Graham Reid | | 3 min read
Curious what you find in the bottom of your bags -- and maybe keep -- after a trip away. I usually turn up napkins with scribbled addresses and notes, postcards and receipts, fliers from concerts or galleries, and the odd article torn from a local newspaper because it seemed so brilliantly incisive at the time.
Mostly I throw such things away after a period of grace, but sometimes bits and pieces go into envelopes and boxes for later consideration, or sink down the midden of life’s detritus.
The other day while shifting some things I came upon a very battered cardboard box I hadn’t seen in years. I went through the old street maps, business cards, pub menus and so on and there at the bottom was a small, rectangular tin no bigger than the face of a watch.
It had originally been blue but the label had been worn off by the years and there were flecks of rust around the lid. Inside was some reddish brown dust.
It was a box of snuff I had bought in London more than 30 years ago when I was there with my father. It had survived various house moves and bouts of spring cleaning, and had now risen to the surface again.
My dad and I had gone to England to see my sister who lived at Cranfield near Luton, and while in London we had gone to the Inner Temple and later I had bought the snuff from an old man in a Dickensian tobacconist shop somewhere near Fleet St.
I remembered all this with remarkable clarity as I took a pinch of the ancient snuff. I sneezed, just as I had sneezed -- to my dad’s amusement -- all those decades ago.
He found it slightly silly that I should want to buy snuff, but then again he picked up odd things on his many travels. In an age when flying was unusual and smoking was common my dad collected swizzle sticks from aircraft and -- although he didn’t smoke -- boxes of book matches. Our house had a huge bowl of book matches from all over the world, and glasses filled with exotic plastic swizzle sticks from Pan Am and BOAC.

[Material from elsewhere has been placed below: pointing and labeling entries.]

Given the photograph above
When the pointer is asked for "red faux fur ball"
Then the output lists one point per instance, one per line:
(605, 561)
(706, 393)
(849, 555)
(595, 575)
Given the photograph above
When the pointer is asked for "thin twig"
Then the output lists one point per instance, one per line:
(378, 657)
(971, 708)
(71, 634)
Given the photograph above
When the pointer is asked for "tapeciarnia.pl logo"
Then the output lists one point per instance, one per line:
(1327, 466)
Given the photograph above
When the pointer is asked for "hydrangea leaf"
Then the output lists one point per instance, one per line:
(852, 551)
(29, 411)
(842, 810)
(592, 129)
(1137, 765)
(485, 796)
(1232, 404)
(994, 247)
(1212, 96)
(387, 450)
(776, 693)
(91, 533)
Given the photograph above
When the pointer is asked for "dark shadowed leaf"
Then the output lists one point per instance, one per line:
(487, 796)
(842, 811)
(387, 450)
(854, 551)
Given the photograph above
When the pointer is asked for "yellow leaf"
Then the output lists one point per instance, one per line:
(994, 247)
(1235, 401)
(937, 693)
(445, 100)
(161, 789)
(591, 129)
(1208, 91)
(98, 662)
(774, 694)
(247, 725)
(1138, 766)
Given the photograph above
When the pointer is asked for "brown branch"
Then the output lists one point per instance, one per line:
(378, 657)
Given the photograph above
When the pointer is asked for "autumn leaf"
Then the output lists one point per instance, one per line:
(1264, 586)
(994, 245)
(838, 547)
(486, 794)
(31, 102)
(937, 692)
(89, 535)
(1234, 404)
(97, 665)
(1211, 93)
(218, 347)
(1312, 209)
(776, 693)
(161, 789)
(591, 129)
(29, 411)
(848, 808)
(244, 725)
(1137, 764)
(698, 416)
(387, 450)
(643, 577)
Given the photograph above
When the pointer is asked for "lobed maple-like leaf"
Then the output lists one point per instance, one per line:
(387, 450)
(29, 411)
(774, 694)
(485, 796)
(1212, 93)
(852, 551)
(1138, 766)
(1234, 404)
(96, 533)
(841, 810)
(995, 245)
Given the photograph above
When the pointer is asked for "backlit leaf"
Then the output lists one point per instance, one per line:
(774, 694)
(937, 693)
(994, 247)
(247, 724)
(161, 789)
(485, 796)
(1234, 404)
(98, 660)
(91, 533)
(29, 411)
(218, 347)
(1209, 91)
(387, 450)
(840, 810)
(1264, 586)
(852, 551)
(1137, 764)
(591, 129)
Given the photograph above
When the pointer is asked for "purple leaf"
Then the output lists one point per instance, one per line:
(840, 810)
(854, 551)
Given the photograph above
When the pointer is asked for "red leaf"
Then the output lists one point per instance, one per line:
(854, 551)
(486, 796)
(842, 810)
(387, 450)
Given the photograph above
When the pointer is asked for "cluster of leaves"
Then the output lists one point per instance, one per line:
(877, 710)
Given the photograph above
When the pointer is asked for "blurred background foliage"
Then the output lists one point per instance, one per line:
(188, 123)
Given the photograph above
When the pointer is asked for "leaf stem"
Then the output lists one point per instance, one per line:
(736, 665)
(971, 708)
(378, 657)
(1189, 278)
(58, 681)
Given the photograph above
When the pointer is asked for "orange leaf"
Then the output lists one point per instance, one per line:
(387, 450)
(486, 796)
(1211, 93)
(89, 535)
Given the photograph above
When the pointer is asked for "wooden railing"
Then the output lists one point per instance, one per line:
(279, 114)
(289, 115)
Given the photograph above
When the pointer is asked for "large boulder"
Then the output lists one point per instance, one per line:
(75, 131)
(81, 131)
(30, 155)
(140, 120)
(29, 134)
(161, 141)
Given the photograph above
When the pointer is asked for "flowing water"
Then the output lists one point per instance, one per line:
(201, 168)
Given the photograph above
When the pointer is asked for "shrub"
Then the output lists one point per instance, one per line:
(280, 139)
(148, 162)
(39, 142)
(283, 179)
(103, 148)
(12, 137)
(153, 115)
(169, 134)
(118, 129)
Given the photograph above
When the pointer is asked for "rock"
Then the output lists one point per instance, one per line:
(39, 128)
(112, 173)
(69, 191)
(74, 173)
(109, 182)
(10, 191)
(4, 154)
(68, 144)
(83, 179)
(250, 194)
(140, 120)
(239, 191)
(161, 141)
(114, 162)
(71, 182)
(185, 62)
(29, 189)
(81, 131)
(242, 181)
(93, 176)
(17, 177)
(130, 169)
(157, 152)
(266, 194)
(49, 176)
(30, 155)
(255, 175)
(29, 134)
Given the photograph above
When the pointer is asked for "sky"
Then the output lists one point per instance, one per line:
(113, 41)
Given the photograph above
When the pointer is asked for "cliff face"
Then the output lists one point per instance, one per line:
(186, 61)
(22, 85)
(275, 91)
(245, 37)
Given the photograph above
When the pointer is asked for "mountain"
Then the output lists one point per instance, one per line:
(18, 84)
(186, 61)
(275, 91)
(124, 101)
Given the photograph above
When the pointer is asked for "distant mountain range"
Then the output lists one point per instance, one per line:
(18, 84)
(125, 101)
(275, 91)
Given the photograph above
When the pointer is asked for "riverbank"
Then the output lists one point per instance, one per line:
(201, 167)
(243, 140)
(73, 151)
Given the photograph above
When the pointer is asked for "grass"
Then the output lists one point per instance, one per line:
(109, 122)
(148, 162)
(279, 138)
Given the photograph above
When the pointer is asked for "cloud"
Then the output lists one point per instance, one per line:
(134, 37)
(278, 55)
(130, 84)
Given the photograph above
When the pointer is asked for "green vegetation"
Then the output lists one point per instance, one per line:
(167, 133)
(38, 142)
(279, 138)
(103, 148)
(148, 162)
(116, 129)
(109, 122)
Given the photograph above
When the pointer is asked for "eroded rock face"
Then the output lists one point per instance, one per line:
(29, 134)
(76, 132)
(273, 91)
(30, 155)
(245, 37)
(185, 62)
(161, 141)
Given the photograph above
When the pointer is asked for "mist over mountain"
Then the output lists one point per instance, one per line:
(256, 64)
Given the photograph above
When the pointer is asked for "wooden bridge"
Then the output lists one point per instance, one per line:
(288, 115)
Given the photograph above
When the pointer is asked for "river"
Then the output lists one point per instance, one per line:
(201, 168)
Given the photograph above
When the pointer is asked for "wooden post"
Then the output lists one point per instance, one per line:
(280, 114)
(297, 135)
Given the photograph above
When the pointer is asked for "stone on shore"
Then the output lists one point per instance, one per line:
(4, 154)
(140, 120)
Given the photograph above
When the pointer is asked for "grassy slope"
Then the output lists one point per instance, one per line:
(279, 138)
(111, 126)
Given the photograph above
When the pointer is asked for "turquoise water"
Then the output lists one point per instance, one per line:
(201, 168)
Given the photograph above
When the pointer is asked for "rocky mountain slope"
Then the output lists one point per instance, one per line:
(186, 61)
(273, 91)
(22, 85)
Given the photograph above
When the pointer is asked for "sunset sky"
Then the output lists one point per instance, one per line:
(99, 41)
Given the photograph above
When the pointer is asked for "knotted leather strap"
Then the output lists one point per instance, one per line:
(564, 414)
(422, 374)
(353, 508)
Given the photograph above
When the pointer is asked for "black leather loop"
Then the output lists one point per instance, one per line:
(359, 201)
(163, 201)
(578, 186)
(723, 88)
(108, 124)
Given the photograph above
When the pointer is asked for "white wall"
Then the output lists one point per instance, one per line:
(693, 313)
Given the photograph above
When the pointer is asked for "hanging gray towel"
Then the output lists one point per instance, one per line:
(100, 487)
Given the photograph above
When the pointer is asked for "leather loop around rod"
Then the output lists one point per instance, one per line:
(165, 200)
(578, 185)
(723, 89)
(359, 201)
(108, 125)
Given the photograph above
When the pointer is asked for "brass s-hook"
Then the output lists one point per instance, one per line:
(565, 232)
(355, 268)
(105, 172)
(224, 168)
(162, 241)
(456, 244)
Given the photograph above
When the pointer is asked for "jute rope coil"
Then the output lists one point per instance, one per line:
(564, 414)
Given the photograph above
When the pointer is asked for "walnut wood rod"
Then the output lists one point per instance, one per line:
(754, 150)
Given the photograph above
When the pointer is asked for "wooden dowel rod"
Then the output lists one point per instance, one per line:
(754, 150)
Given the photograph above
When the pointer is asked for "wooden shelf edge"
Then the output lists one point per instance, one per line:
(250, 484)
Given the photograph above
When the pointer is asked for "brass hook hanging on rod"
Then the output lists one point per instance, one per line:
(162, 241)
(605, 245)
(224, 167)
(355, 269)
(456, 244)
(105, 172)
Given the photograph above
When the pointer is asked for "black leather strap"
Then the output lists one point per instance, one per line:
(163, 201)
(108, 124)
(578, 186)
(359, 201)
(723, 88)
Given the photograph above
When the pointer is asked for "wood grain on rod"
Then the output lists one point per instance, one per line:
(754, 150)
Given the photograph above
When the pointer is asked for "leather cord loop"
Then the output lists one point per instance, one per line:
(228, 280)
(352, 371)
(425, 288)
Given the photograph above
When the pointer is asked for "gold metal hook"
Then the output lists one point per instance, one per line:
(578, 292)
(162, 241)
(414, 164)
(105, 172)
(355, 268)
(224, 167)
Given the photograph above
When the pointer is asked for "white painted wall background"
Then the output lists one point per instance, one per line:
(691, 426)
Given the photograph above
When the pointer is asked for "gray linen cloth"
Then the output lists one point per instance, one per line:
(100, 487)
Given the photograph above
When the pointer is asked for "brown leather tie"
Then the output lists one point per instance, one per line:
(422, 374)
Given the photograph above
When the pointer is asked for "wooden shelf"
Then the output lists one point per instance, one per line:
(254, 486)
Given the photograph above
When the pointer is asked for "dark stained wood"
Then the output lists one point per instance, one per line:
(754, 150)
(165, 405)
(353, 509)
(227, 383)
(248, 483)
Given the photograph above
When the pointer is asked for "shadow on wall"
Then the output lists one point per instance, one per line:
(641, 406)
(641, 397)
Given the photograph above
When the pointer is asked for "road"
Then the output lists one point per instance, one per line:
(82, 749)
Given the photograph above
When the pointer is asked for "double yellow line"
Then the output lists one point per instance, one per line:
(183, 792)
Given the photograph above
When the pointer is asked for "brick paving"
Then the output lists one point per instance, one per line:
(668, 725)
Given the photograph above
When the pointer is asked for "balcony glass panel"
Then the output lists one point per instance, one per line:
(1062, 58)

I’d only ever read about snuff so bought some out of curiosity and when I got home showed it to my workmates at Forest Products who tried a bit, sneezed, laughed and then forgot about it. As did I. Within a week I threw it in a box and let it lie.
Of course snuff -- powdered tobacco which is sniffed into the nose for those young enough to have never heard of it -- was not common in London in the late 60s, and hadn’t been for many decades before that. But there was a time when it was highly fashionable.
Snuff had been popular in Europe and Scotland before the English took it up with an almost obsessive passion in the early 18th century. Women as much as men would sniff the stuff which came in many fragrances -- usually created by the blending of various tobaccos but also the addition of scented liquids to keep it moist. Even early last century there were factories in the north of England, and the biggest was in Ireland.
Napoleon’s special blend was shipped to him in exile on St Helena from a shop in the Haymarket.
The writer HV Morton tells of England’s greatest aficionado of snuff being Mrs Margaret Thompson who, when she died in 1776, left a will directing that she be buried in a coffin filled with her favourite Scottish snuff, and that handfuls of the stuff be scattered on the ground every 20 yards and offered to the watching crowd on her final passage to the cemetery.
Snuff has long since ceased to be fashionable -- I guess people got tired of having to buy new handkerchiefs -- although there is some suggestion that with the increasing unpopularity of smoking snuff sales have risen in recent times.
What I remember most about buying my snuff was the dark and fragrant tobacconist shop, the day my dad and I spent at the Temple, that night in a pub where I had my first sniff and subsequent sneezing fit, and then a whole lot of other things about that time we spent with my sister, the trip to Edinburgh to see the house I grew up in, the days in Beirut on the way back home, and so much more.
I put the tin back among the paperwork and bus tickets. It wasn’t just an old box of snuff, but a repository of memories.
Angela Soutar - Mar 1, 2010
Aah - an example of memory triggered by the senses - very potent. Did you/they get a tobacco rush with it or was it just to show how cool you were if you could ingest it without sneezing?